In a generation where many of us meet our sexual partners on apps or in clubs, the idea of consent is often drowned out by alcohol and the thought of sex at our earliest convenience.
I have talked to many friends and even colleagues, and have discussed the fact that while we are the generation with the most forms of communication, we are the worst at actually communicating. And I think that spills heavily into how we navigate dating spaces and our sex lives. No one wants to have these important conversations of "are you sure the condom/ dental dam is on properly?" or "have you been tested" or "are you on birth control?" Safe sex is more than finding ways to prevent pregnancy or STD transmission. It is ensuring that whatever you are doing, it is 100% consensual, and it's necessary to understand exactly what that means.
It took me some time to assure myself that I do not owe my body to anyone. Ever. In a society where our bodies can be so undervalued and oversexualized, I often remind myself that my body is mine. At all times. Under every circumstance. When I'm drunk. When I'm horny. When I'm engaging in consensual sex. I can take away your access to my body at any time, and if or when I choose to that's not a conversation or a negotiation or an opportunity for you to fuss. It is a decision that I have already made, for reasons that I may or may not choose to share with you, and quite frankly, you have no say.
And that goes for everyone. Regardless of gender, sexual orientation, race, ability or any other aspect of identity. Everyone should have complete agency over their own bodies at all times, and shouldn't be put into situations where they feel like they are no longer in control. Consent is something that can be examined and better understood far past one simple blog post, but this will hopefully give a better idea of what it means.

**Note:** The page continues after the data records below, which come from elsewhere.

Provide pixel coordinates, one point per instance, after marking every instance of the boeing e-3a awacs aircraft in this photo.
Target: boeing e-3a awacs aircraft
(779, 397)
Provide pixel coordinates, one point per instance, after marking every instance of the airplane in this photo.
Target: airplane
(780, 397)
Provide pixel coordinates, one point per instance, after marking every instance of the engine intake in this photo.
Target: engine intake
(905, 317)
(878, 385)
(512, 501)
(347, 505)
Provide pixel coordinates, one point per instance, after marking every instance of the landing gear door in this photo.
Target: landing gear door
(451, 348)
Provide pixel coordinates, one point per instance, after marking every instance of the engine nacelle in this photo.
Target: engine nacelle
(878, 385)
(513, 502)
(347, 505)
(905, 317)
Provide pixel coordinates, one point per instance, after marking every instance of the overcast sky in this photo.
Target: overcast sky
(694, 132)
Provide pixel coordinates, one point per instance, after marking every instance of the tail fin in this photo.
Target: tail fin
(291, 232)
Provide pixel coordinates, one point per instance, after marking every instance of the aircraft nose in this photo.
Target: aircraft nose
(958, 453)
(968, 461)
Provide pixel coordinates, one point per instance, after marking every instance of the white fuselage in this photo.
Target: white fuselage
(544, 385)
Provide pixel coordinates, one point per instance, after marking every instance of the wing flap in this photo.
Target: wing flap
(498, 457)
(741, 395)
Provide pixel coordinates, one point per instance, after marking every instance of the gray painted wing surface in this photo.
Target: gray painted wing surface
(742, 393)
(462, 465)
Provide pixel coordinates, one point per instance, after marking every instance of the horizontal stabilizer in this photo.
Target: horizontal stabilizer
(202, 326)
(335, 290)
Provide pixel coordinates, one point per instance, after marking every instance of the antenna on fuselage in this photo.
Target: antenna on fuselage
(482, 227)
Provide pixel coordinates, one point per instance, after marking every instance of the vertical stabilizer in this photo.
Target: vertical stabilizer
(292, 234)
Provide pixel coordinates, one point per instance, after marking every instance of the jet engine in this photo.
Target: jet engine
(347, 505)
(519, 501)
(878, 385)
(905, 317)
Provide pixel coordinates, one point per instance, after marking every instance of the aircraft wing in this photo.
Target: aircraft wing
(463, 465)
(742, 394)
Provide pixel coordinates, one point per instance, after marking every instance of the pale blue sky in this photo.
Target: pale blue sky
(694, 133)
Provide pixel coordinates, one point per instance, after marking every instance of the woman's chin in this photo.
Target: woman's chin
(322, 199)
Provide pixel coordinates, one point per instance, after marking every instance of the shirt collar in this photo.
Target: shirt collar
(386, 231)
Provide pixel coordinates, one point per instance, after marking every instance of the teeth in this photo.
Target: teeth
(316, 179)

Intersectionality cannot be overlooked
When discussing consent it must be done through an intersectional lens. This topic cannot be properly addressed without taking into consideration different aspects of identity such as race, gender, ability, and sexuality. You can teach someone what consent is, and get them to understand that only yes means yes, but if they're racist, or sexist, or homophobic, and do not value folks who fit under those identity markers, then consent cannot be understood until they break through-or at the very least, acknowledge- their discrimination.
Body language is not enough
Despite what we hear in songs or see in movies, a simple look doesn't give you the green light to make any sexual advance. Especially if it's coming from someone you don't know very well. Consent has no blurred lines. It should always be a clearly communicated 'yes'.
Persuading someone into saying yes, is not an actual yes
If you had to ask them more than once, and by the end they finally give in because they're clearly uncomfortable, that is not a yes. That's someone sacrificing their body out of fear.
You must get consent for EVERY act
Many people think that once there is any access to someone's body, that it must mean full access. Someone might only consent to a kiss, but nothing else. I explained it to a friend once by saying "just because someone agrees to give you oral sex, doesn't automatically mean you should assume you can skip to anal without a conversation." Everybody is different, and every body is different. Not every person you have sexual encounters with will want or be okay with the same things. That's why it's necessary to discuss what you are willing and unwilling to do, and keep each other aware of what's going on.
Doing it once doesn't mean you always have access to their body
Even if you are in relationship, no one else's body belongs to you. Just because you might only be having sex with each other, doesn't mean you have access to it whenever and wherever you please. Doing anything with someone once, doesn't give you an unlimited free pass back to their body.
Consent can be taken away at any time
Believe it or not, but humans have a crazy way of having something called feelings, and the ability to change our minds. If someone says they wanted something at first, then last minute decided it wasn't what they wanted anymore, you need to respect that. Even if you are already engaging in sex, and your partner decides that they no longer want to continue, that is their absolute right as the ruler of their own body.
(Cis-hetero men, don't give me the bullshit excuse about blue balls. Rub it out in the bathroom and keep it moving.)
Consent can't be given in some circumstances, here's why
You cannot receive consent from someone who is not in a mental state to make informed decisions. If someone is unconsciousness, intoxicated, or underage, then consent cannot be valid due to unequal power dynamics and/or other influences. This can also be the case in situations where someone is under your authority or care (teacher/student, doctor/patient, etc).
No enthusiasm? No consent
'Yes' doesn't mean they nodded, or shrugged their shoulders. That person has to give a willing and enthusiastic YES! Makes sense, right? I want to know that my partner is excited to have sex with me, if I can see they aren't really feeling it, then I'll take that as a no.
No one owes you shit
Even if you travelled a long distance to see this person. Even if you know they like you. Even if you've been sexting for months. Even if you're married to them. No one owes you any part of their body. Ever. Don't ever get it fucked up.
Reacting negatively is a red flag
Your sexual partner ain't shit if they respond negatively when you choose to not give consent. If they begin to pout, or get angry, or show resentment to you for not engaging, that is not okay or normal. They can survive without it in that very moment. Adults usually know how to masturbate. This is not life or death. If they make you feel guilt or shame for not fulfilling their sexual needs at a particular time, that's not your problem or fault.